Examples for image augmentation. Manual filler annotation in green. (a) Original image before augmentation. (b–d) Three examples for the same image with a mixture of random deformation, translation and occasional mirroring.

We applied six-fold cross validation and split the 45509 annotated 2D images into six subsets of 6714 to 8036 images. Six networks were trained on alternating five of the six subsets of the data, using the remaining sixth for validation. Great care was taken to put all images of the same mouse into the same subset, even when recorded at different time points, so that network performance would always be validated only with images from different mice than those used for training. The results are presented as the averages over the six trained models.

3. Results

We manually annotated 100 volumetric data sets for training and validation and applied six-fold cross-validation. The network was trained on 2D slices extracted from the OCT volume data sets in both fast and slow scan direction, excluding slices that showed no or only a very small filler area. Training was carried out for 62500 iterations with a batch size of eight, i.e. 500000 images were shown to the network during training. Because of the strong regularization introduced by image augmentation, we observed hardly any overfitting. Training a model from scratch took approximately six hours on an Nvidia Geforce GTX 1080 Ti graphics card. Prediction of the intradermal filler on a single cross-sectional image required approximately 15 ms, resulting in a total processing time of approximately 8 s for one three-dimensional data set.

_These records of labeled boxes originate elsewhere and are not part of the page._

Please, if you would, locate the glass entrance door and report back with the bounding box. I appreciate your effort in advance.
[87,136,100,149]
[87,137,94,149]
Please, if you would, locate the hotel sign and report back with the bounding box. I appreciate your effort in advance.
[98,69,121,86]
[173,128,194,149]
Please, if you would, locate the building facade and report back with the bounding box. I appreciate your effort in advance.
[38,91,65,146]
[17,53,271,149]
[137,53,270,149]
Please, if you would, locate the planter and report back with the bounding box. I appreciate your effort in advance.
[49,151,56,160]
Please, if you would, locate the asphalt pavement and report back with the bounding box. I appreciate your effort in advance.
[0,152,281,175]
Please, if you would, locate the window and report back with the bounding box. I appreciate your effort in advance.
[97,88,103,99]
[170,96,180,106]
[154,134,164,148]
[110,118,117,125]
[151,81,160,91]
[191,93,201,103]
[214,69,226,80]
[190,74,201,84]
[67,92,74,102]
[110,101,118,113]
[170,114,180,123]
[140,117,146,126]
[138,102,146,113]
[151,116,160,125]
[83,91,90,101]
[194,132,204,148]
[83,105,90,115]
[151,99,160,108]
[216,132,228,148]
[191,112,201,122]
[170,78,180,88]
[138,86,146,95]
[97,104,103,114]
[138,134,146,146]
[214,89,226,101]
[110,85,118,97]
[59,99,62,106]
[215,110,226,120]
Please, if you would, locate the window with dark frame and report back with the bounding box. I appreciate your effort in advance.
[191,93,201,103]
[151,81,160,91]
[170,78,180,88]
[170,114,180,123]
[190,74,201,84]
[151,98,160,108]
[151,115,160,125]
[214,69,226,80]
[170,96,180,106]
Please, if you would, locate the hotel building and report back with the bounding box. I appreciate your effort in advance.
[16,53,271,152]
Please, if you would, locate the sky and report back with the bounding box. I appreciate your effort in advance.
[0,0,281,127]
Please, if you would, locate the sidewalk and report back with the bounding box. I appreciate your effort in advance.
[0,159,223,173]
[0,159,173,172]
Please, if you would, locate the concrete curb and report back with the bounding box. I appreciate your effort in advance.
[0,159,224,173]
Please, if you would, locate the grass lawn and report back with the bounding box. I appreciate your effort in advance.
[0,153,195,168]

We calculated six different measures from the segmentations predicted by the neural networks: The accuracy, which is widely used for assessment of segmentation tasks, describes the number of correctly predicted voxels. For our data set with a large share of background pixels, facilitating correct prediction of the majority of the pixels, accuracy will usually give numbers close to one, with only small differences between good and bad segmentations. Two alternatives that are more sensitive to the quality of the segmentation are the Dice coefficient (also known as F1 score) and the Jaccard similarity coefficient (also known as intersection over union). Both are independent of the size of the correctly predicted background. Furthermore, sensitivity, i.e. the proportion of correctly predicted structure voxels, and specificity, i.e. the proportion of correctly predicted background voxels, are given. Finally, since the main focus was on the quantification of the volume of the dermal filler, the ratio of predicted to manually annotated volume was calculated.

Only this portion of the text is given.